Terapia e rieducazione sono centrali nei saggi di Palitano e Traetta, mentre l’ultimo contributo percorre le tappe dell’organizzazione militare in tema di prostituzione e prevenzione delle malattie veneree; in questo contesto è analizzata anche la nascita della terapia malarica per la neurosifilide.
Tra gli aspetti più interessati del volume vi è senz’altro il carattere interdisciplinare, che coinvolge autori di diversa formazione e professione e che segue l’impostazione dei testi collettanei come quelli curati da Nicola Labanca (Guerra e disabilità. Mutilati e invalidi italiani e primo conflitto mondiale, 2016) e da Paolo Francesco Peloso e Chiara Bombardieri (Il conflitto e i traumi. Psichiatria e Prima guerra mondiale, 2019).

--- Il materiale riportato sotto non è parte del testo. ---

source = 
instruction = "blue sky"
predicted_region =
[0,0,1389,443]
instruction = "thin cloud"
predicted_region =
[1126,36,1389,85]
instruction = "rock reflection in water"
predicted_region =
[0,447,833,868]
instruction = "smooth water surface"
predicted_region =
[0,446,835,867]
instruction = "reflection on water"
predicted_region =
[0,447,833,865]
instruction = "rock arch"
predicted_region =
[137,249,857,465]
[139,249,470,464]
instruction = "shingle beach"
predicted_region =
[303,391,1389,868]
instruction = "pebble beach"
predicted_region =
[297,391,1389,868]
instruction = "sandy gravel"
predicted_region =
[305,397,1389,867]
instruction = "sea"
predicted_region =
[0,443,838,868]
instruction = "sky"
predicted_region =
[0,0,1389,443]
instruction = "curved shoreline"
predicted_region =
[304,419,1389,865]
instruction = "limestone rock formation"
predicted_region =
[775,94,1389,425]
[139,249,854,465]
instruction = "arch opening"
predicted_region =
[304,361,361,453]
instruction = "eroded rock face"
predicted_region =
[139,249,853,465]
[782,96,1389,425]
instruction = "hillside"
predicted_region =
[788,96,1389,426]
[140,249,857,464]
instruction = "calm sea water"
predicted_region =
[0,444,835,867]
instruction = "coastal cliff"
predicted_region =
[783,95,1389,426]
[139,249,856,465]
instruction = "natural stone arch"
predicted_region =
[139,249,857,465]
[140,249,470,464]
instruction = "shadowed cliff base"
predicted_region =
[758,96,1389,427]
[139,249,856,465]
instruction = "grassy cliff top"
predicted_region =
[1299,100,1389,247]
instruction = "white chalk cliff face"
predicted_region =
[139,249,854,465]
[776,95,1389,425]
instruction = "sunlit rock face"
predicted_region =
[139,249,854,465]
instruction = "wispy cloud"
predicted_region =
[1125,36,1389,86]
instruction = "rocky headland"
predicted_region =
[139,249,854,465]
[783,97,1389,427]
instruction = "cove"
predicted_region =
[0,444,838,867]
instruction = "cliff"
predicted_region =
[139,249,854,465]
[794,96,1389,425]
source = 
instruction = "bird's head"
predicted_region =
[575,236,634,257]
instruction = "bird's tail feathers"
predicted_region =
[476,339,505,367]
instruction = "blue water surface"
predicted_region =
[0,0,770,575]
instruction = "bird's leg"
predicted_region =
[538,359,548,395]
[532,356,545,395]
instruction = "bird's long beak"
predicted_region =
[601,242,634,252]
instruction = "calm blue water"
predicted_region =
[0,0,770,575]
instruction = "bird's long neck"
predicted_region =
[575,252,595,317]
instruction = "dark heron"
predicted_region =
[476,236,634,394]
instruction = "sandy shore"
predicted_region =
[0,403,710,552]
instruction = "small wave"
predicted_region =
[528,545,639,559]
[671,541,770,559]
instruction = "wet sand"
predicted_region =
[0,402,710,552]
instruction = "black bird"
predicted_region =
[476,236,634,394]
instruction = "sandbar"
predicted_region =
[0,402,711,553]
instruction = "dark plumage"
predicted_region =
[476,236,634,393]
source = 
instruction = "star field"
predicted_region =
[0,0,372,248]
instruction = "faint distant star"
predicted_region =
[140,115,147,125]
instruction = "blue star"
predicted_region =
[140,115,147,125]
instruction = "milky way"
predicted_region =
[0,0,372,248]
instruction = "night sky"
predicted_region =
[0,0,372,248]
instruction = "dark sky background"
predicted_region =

Il rapporto tra guerra e scienze della mente è proposto in diverse chiavi di lettura: le molteplici forme psico-fisiche che può assumere il trauma della guerra; i giudizi medici, spesso sovrapposti a quelli morali; l’organizzazione dell’assistenza sanitaria militare ma anche i racconti dei sopravvissuti e di chi li ha accompagnati nel loro cammino.
A corredo del volume è presente una sezione dedicata ai «documenti», dove sono raccolti saggi incentrati sulle fonti archivistiche per la storia delle scienze della mente. Dagli esempi di cartelle cliniche, alla descrizione delle istituzioni psichiatriche attraverso i loro archivi fino a una perizia su un disertore, questa ultima sezione rappresenta la degna conclusione di un volume ricco di spunti, di materiale documentale e di rigore.